The world's Internet connectivity is at risk because thousands of miles of cables on the sea floor are vulnerable to climate-related disasters, according to new research.
Fiber optic cables on the sea floor can be damaged by storm activity, while cable landing stations can face risks from rising seas and erosion, according to research from the UK's National Oceanography Centre and the University of Central Florida.
A paper published in Earth-Science Reviews further said that the global network of subsea cables has dangerous "hot spots" where failures could produce outages which would create financial losses and international tensions.
"To date, no study has assessed the wide-reaching impacts of future climate change on subsea cables and landing stations on a global scale," says the report. The authors, led by Dr. Mike Claire of Southampton University, pulled together evidence from multiple published peer-reviewed sources to fill the knowledge gap, "specifically to assess how and where future climate change is likely to impact subsea cables and their shore-based infrastructure."
The study, reported in Energy & Environment (E & E) News and Scientific American, found that ocean conditions are changing globally due to climate change, but the system is immensely complicated due to feedback and the connection between climate change, human activity, and other natural processes such as erosion.
This means that local conditions are highly variable, and the cable network has "hotspots" which are particularly vulnerable.
Digital infrastructure has frequently suffered from storm damage at data centers, but subsea cables are at particular risk from changes in sea level and storm activity. For instance, a storm in 2017 caused a break to the SEA-ME-WE 3 cable which links Europe, the Middle East, and Asia, leading to wholesale Internet disruption.
International cables are being installed at a fast rate right now, and the risks of climate change are being factored into fresh landing stations and cable runs. However, older infrastructure will have been sited at a time when the dangers were less well-known and may therefore be more at risk.
Man-made events such as bottom fishing or ship anchor strikes currently remain more likely than climate-induced outages, but natural hazards can affect multiple cable systems simultaneously across large areas, potentially cutting off whole regions from the Internet, the authors said.
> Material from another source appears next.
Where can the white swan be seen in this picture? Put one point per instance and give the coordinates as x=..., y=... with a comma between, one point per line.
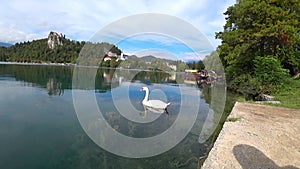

"Cable routes should carefully consider locally-variable drivers of hazard frequency and magnitude," says the report. "Consideration should be given both to instantaneous events (e.g. landslides, tropical cyclones) as well as longer-term, sustained impacts (e.g. seabed currents that circulate even in deep water). Multiple factors can combine to increase the risk posed to subsea cables, hence a holistic approach is essential to assess the compounded effects of both natural processes and human activities in the future."
Among the hotspots identified by the authors, cables off the coast of Taiwan are being stressed by intensifying tropical cyclones - and an outage there could exacerbate political difficulties as Taiwan's sovereignty is under dispute.
The study also had input from collaborators at the U.S Geological Survey, the University of Southampton, Victoria University of Wellington in New Zealand, and the International Cable Protection Committee.